Much has already been written about how thrilling it feels to play this game, which is precise and lightning fast. Every time I open the game, I find myself afraid that I can’t complete the challenges put in front of me, but the game is so finely tuned that it allows for any solution to these obstacle courses, and while you can unlock hints for shortcuts, the best shortcuts are often the ones you come up with yourself. The game incentivizes going not only because you need to reach certain times to unlock the next story mission, but because it shows you a leaderboard of all your friends. I have not only friended more people on Steam because of this game, I regularly find myself replaying levels just so my friends won’t know how trash I am.

But the appeal of Neon White goes beyond just its wonderful gameplay. It’s also, as the marketing for the game declares, a game for freaks. Everyone is decked out in corsets with leather straps—including the men—and color coordinated in a way where you know that cosplay meet up photos are going to be incredible. This is a game where the main character is voiced by Steve Blum, whose voice has graced countless anime that I used to buy on DVD at Suncoast Video at the mall, and who most famously voiced the morally-ambiguous-but-emo-and-hot assassin Spike Spiegel from Cowboy Bebop. When I hear that voice say particular phrases, like “Pretty good for a dead guy,” or “That little brat! I’m going to teach her a lesson she’ll never forget!” a desperate and keening part of me that I can’t fully control activates.

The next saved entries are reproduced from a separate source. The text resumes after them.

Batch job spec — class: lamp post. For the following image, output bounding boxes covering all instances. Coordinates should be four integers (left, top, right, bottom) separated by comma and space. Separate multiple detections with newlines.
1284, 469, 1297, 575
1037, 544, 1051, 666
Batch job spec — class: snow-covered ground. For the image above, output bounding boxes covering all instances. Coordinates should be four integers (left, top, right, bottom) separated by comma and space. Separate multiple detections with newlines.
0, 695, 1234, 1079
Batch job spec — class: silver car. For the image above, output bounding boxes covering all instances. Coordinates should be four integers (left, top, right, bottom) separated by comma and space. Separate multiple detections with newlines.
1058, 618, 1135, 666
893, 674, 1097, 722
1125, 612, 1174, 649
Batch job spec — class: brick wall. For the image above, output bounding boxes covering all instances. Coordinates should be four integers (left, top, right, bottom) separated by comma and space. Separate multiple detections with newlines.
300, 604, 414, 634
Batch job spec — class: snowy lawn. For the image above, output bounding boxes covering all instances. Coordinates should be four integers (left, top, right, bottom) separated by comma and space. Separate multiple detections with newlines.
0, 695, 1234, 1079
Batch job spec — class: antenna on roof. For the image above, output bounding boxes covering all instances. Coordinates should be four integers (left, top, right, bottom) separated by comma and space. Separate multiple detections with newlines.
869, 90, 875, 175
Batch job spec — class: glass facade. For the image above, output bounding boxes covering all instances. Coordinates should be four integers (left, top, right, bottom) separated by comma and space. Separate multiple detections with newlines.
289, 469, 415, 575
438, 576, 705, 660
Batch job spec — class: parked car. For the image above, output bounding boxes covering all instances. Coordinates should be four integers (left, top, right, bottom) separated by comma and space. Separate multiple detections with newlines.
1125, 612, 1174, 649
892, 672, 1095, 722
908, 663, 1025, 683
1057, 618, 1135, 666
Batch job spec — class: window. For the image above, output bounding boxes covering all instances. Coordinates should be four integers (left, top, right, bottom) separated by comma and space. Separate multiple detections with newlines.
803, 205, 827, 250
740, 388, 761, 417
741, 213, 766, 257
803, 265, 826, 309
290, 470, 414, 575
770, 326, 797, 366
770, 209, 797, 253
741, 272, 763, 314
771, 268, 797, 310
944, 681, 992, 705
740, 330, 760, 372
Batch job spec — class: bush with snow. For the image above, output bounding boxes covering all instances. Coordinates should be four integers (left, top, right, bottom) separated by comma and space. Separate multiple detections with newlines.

Despite having the markers of juvenilia—one Neon, Neon Violet, opts to sing My Chemical Romance at karaoke, and the titular Neon White chooses The Matrix as a special movie for killing so many demons—the way it handles sexuality feels surprisingly mature for a video game. That’s mostly because instead of trying to depict a love story, it depicts many potent stories of lust. Neon White blushes profusely whenever the buxom Neon Red is around, and calls her “yes ma’am” after she tells him that he’s like a puppy. He also gets flustered when Neon Violet pretends not to know how to use a gun as a way to get him to embrace her, remarking on Neon White’s hot breath on her neck. I don’t feel like the game is pandering to a male audience by objectifying these women, but respecting me by indulging in its own inclinations to be horny. These are women that are fully realized characters—characters who know that Neon White is a sinner just like they are. 

It isn’t just that their sexuality is a part of them, it’s that their sexuality is a fully integrated aspect of all these characters’ lives. Sex isn’t something that happens to these women; it’s something they participate in and are desirous of. This game presents a universe where people want to bone, and also where wanting to bone is perfectly natural, even if the pious residents of Heaven don’t approve.

The presentation of this game is what makes its gameplay feel so sharp, including the way it tells its story and characterizes the other Neons that compete with you and tease you shamelessly. Once you get the hang of Neon White’s fast-paced gameplay, it feels incredibly natural—as natural as the witty, sexy banter between the characters therein. It’s sweet as sin itself, and goes down just as easy.